Harrison, a Republican, is up for re-election against Democrat Gerald Baker. Despite all the powers of the sheriff’s office, this election is largely invisible in English-language media, as local observers and a search of local publications confirmed. As of Tuesday, articles detailing Baker’s views on immigration and 287(g) can be found only in Spanish-language publications like Qué Pasa Noticias and La ConexiónUSA.com, which have interviewed Baker.
Baker says that he would eliminate the county’s 287(g) agreement, a position he highlights on social media and in campaign literature. “I know that we are all humans who deserve wonderful lives and I want to support that,” Baker told ConexiónUSA.com. Harrison may not want this issue at the forefront, said Felicia Arriaga, a professor of sociology at Appalachian State University and a volunteer at El Pueblo, an advocacy group for North Carolina’s Latinx community. Arriaga notes that Harrison hopes to avoid the fate of the sheriffs of Durham and Mecklenburg counties, whose immigration policies contributed to their defeats in May. “This is the most I have heard him not talk about the program,” she said.
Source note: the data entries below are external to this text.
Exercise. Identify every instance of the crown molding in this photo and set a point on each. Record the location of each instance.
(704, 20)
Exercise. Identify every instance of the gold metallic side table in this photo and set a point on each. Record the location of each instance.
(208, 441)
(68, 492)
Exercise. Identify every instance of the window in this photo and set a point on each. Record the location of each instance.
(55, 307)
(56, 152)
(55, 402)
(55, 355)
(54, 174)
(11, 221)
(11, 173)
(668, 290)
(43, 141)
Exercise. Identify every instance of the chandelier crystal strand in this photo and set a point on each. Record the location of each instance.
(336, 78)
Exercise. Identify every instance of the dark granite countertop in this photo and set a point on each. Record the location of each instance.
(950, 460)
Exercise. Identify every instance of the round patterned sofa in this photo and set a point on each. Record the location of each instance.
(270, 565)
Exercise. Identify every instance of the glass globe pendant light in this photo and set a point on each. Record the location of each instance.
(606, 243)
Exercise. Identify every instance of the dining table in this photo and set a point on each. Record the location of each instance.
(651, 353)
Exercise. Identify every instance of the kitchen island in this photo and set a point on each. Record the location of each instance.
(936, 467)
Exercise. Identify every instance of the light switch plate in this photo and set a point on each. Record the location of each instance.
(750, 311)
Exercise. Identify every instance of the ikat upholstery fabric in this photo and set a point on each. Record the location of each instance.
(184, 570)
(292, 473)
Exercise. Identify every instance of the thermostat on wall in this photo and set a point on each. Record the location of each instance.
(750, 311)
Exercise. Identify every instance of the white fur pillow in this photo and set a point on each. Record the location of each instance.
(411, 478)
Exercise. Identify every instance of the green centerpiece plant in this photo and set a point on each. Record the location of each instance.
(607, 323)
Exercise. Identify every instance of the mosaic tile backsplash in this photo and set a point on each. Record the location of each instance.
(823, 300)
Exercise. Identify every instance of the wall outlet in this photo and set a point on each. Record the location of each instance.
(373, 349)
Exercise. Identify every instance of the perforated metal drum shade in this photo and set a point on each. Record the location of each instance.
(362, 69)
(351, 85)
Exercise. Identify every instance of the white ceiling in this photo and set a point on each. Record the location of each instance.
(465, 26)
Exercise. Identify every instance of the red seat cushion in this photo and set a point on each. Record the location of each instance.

But she added that county politicians as a whole have been “very quiet” about 287(g) since its implementation in 2008, and county-level law enforcement still demands more attention than it receives.
The Wake County jail has been under scrutiny this month since the death of a woman who died by suicide in detention. The News & Observer reports that the state as a whole could “be on pace to easily exceed the highest annual death toll for inmates in county jails.”


Update (Nov. 2, 2018): George Joseph reports in The Appeal on the aggressive policing tactics employed by the Wake County sheriff’s department. “Under Harrison’s leadership, Black residents have consistently born the brunt of aggressive policing,” Joseph writes. “Though Black people are just over a fifth of the population, they account for 55 percent of use of force incidents since 2002.”
In addition, immigration policy has been the topic of advertising and community events in the campaign’s final weeks. The ACLU launched an ad in late October that aims to draw attention to the county’s cooperation with federal immigration authorities. The ad discusses Harrison’s “anti-immigration agenda” and his “special agreement” to “detain immigrants using local resources.” An ACLU official told me that the organization is spending $100,000 on airing the advertisement.


update (Nov. 11): Gerald Baker won the sheriff’s election in Nov. 6, ousting Donnie Harrison.